I would also recommend Tragedy and Hope, Quigley's other book.
Get this book. Read it. HIGHLY recommended.
4 of 4 people found the following review helpful:
History through a Scientist's Eyes, 2008-05-06 I am a professional historian and one-time student of Carroll Quigley. Rereading "The Evolution of Civilizations" after 40 years, I heard his voice speaking across time and felt once again the uncanny penetration of his analytical mind. I suppose that he was the most remarkable person I have ever met.
This book makes a major contribution to the study of civilizations, previously the preserve of writers of a literary or philosophical bent. Quigley was through and through a scientist who strove to analyze the rise and fall of civilizations and develop explanations of their dynamics that went well beyond the descriptive treatments of Toynbee and others.
Quigley's seven stages of the rise and fall of civilizations, his six dimensions of analysis (military, political, economic, social, religious, and intellectual), and his application of the concept of institutionalization of once-productive "instruments" of society to explaining the stages of Expansion and Conflict are superior to any competing framework of analysis I have encountered. They deserve careful scrutiny for what they can tell us about the interaction of civilizations in our globalizing world.
I found especially interesting Quigley's analysis of how climate change shaped prehistorical population movements, his discussion of the philosophical struggles of classical antiquity, and his explanation of the economic factors driving European expansion and conflict.
That this book has never received much attention from professional historians should not surprise us. Quigley was operating in a mode that led him to diverge from the mainstream and to upset more than a few specialists.
While this book certainly contains high value for students of world history, its teachings can be applied in other fields as well. I have found the analytical techniques and the explanation of science and epistemology in this book repeatedly fruitful in my own historical, scientific, and criminal detective work.

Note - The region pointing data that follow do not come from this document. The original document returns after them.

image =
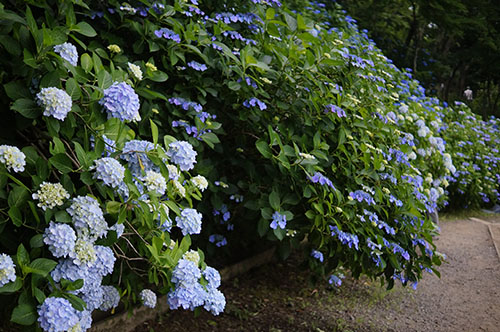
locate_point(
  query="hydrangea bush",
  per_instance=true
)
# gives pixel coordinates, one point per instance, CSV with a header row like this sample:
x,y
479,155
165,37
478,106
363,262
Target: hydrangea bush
x,y
286,117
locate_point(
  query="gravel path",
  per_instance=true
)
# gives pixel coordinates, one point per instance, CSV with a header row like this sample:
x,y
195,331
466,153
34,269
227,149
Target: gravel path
x,y
279,298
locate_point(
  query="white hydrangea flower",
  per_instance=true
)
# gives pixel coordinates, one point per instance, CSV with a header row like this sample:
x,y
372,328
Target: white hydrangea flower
x,y
200,182
192,256
135,70
50,195
155,182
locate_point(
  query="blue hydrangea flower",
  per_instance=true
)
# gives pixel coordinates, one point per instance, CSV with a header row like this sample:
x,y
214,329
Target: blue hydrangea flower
x,y
7,270
57,315
60,238
121,102
148,298
278,220
88,217
68,52
317,254
189,221
187,298
197,66
104,263
182,154
110,299
155,182
186,273
215,301
212,276
110,171
55,102
134,153
321,179
252,102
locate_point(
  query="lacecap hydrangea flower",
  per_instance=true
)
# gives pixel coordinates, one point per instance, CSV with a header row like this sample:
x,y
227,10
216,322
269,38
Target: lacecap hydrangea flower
x,y
68,52
7,270
200,182
110,298
55,102
110,171
189,221
155,182
60,238
57,315
148,298
50,195
135,70
12,158
121,102
182,154
88,217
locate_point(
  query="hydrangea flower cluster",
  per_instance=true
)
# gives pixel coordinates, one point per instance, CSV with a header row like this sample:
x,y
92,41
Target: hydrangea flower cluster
x,y
252,102
121,102
189,221
57,314
279,220
189,293
155,182
148,298
200,182
12,158
88,217
60,238
7,270
50,195
110,171
68,52
55,102
182,154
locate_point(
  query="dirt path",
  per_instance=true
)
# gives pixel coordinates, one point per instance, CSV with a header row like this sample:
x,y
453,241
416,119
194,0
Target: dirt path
x,y
278,297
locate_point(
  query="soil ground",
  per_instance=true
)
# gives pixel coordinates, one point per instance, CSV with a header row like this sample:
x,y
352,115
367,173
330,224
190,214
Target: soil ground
x,y
279,296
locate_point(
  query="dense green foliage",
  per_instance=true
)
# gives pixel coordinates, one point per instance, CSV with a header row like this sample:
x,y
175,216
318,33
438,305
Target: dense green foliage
x,y
306,133
449,44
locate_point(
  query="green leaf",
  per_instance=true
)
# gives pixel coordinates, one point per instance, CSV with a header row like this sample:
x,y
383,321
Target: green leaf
x,y
15,216
73,89
264,149
12,287
23,258
85,29
61,162
86,62
27,108
154,131
41,266
24,314
274,200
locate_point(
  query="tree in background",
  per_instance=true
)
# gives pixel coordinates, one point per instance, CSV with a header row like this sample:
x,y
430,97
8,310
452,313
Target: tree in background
x,y
448,44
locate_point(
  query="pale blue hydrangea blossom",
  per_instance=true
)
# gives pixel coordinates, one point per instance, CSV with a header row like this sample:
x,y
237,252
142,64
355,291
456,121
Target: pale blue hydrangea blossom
x,y
148,298
155,182
57,315
182,154
88,217
12,158
110,171
68,52
7,270
110,299
189,221
60,238
50,195
121,102
55,102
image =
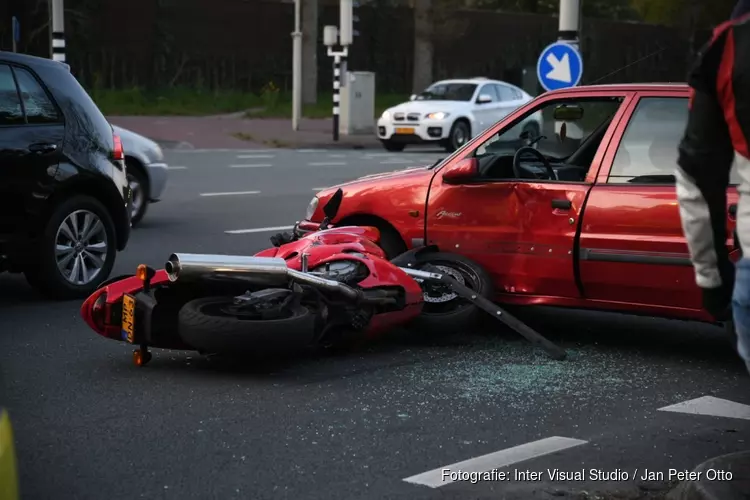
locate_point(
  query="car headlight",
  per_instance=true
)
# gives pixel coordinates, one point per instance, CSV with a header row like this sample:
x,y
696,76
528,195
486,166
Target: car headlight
x,y
311,208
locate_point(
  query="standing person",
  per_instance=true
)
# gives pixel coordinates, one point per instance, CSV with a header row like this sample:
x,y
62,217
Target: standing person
x,y
716,137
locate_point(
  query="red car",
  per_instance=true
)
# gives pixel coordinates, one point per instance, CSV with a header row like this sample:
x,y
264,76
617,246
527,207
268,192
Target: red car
x,y
583,216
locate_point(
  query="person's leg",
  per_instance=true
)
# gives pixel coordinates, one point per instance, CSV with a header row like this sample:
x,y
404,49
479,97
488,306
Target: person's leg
x,y
741,309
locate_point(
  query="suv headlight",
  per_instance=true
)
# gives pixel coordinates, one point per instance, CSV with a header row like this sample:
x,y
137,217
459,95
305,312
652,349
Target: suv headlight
x,y
311,208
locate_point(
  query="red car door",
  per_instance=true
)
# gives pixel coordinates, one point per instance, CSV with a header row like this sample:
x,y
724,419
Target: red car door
x,y
521,230
632,248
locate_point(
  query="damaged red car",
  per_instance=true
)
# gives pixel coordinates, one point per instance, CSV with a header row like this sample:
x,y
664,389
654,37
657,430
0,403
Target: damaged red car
x,y
582,215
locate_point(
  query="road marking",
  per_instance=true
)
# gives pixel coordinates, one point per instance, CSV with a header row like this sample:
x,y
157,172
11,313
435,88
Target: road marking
x,y
396,162
711,406
259,230
231,193
496,460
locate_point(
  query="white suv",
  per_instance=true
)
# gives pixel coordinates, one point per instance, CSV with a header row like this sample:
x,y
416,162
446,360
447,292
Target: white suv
x,y
450,112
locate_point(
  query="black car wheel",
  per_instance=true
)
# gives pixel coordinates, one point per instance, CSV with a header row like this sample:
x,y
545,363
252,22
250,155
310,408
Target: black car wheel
x,y
138,183
76,250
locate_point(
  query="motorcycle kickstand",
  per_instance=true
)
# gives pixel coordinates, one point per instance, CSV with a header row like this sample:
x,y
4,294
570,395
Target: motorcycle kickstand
x,y
553,350
142,355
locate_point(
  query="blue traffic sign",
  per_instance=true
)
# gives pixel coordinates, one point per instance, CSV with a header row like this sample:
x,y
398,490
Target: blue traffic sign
x,y
559,66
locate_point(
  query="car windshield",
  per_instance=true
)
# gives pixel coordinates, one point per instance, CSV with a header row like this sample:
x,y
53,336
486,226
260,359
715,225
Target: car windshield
x,y
448,92
553,137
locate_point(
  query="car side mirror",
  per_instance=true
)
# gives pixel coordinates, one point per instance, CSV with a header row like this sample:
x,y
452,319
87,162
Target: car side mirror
x,y
463,171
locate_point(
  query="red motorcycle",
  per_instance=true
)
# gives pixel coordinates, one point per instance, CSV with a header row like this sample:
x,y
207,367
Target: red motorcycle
x,y
329,288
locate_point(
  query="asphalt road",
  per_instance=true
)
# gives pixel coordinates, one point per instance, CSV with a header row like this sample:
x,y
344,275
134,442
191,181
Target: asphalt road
x,y
367,424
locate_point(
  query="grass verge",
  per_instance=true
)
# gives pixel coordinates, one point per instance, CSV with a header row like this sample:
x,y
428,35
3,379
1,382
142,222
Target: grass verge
x,y
192,102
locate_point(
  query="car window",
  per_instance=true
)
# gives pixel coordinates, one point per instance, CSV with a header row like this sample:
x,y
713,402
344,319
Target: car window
x,y
560,139
648,150
447,92
11,112
39,108
506,93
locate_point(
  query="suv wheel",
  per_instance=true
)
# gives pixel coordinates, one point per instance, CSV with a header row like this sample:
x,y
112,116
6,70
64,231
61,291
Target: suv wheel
x,y
76,251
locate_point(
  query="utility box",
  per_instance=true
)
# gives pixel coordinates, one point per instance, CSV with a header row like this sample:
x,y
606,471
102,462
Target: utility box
x,y
357,103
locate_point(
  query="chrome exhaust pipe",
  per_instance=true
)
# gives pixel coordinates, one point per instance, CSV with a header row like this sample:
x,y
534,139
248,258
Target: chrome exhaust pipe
x,y
271,271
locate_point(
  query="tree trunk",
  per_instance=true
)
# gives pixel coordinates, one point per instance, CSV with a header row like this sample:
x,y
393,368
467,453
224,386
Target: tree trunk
x,y
423,48
309,51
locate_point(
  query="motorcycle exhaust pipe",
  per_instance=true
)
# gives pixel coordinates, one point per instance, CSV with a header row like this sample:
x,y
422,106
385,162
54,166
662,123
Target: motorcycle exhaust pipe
x,y
271,271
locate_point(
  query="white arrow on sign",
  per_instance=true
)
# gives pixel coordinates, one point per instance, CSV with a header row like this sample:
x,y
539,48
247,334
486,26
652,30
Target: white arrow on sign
x,y
560,68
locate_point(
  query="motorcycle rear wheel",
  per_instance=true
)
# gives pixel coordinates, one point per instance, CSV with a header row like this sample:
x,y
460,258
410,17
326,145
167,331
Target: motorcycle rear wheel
x,y
203,325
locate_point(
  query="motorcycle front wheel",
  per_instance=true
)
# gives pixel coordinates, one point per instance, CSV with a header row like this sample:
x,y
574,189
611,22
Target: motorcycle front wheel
x,y
209,325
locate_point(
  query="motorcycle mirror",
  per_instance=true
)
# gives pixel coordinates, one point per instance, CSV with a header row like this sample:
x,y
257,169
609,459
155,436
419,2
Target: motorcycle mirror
x,y
332,207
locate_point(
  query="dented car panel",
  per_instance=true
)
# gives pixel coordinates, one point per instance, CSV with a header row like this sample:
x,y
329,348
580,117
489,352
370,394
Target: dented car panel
x,y
602,231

For more on Quigley, try a Google or Yahoo search under "Carroll Quigley: Theorist of Civilizations".
2 of 3 people found the following review helpful:
Rise & Fall of Empires, 2007-07-11 This is an amazing scientific analysis of the past, present and future simply the rise and fall of civilizations written by an outstanding history professor in the early 20th century. Mr. C.Quigley a very knowledgeable and logical deep thinker with a clear vision has made it very simple for a new reader like me to clearly come to understand how empires come and go thru a logical and sensible life cycle. A totally un-bias analysis with acute meanings, not a single word or sentence is considered a waste or page filler.
9 of 19 people found the following review helpful:
Parsimonious Nonsense, 2007-04-28 Not recommended. This simplistic attempt to create a "scientific" approach to the understanding of history is useless except as an example of an outdated mode of thinking which did not take into account the principles of chaos, complexity, and uncertainty. Human history is among the most complex and chaotic of systems. Keep in mind that Quigley wrote this book during the era (the 1950s and early 1960s) when it was widely believed that within a few decades, "science" would enable us to perfectly predict and control another complex system, the weather.
The understanding of history is best approached through the lens of moral philosophy, not through the kind of pseudoscience presented in this book.
7 of 59 people found the following review helpful:
Have any of you morons ever heard of Spengler?, 2005-12-20 O.K., as far a birth/life/death cycle in history,
there is some one named Vico,(which the illiterate might want to look into when making such fallacious statements like how this hack author was the first to offer such a theory)....This book is a cardboard knock-off of real historians and historical-philosophers.
I advise you idiots to read beyond the celebrity-read-it sphere, more often you'll find that you know zelch when it comes to the foundations that this banal guy has stolen from.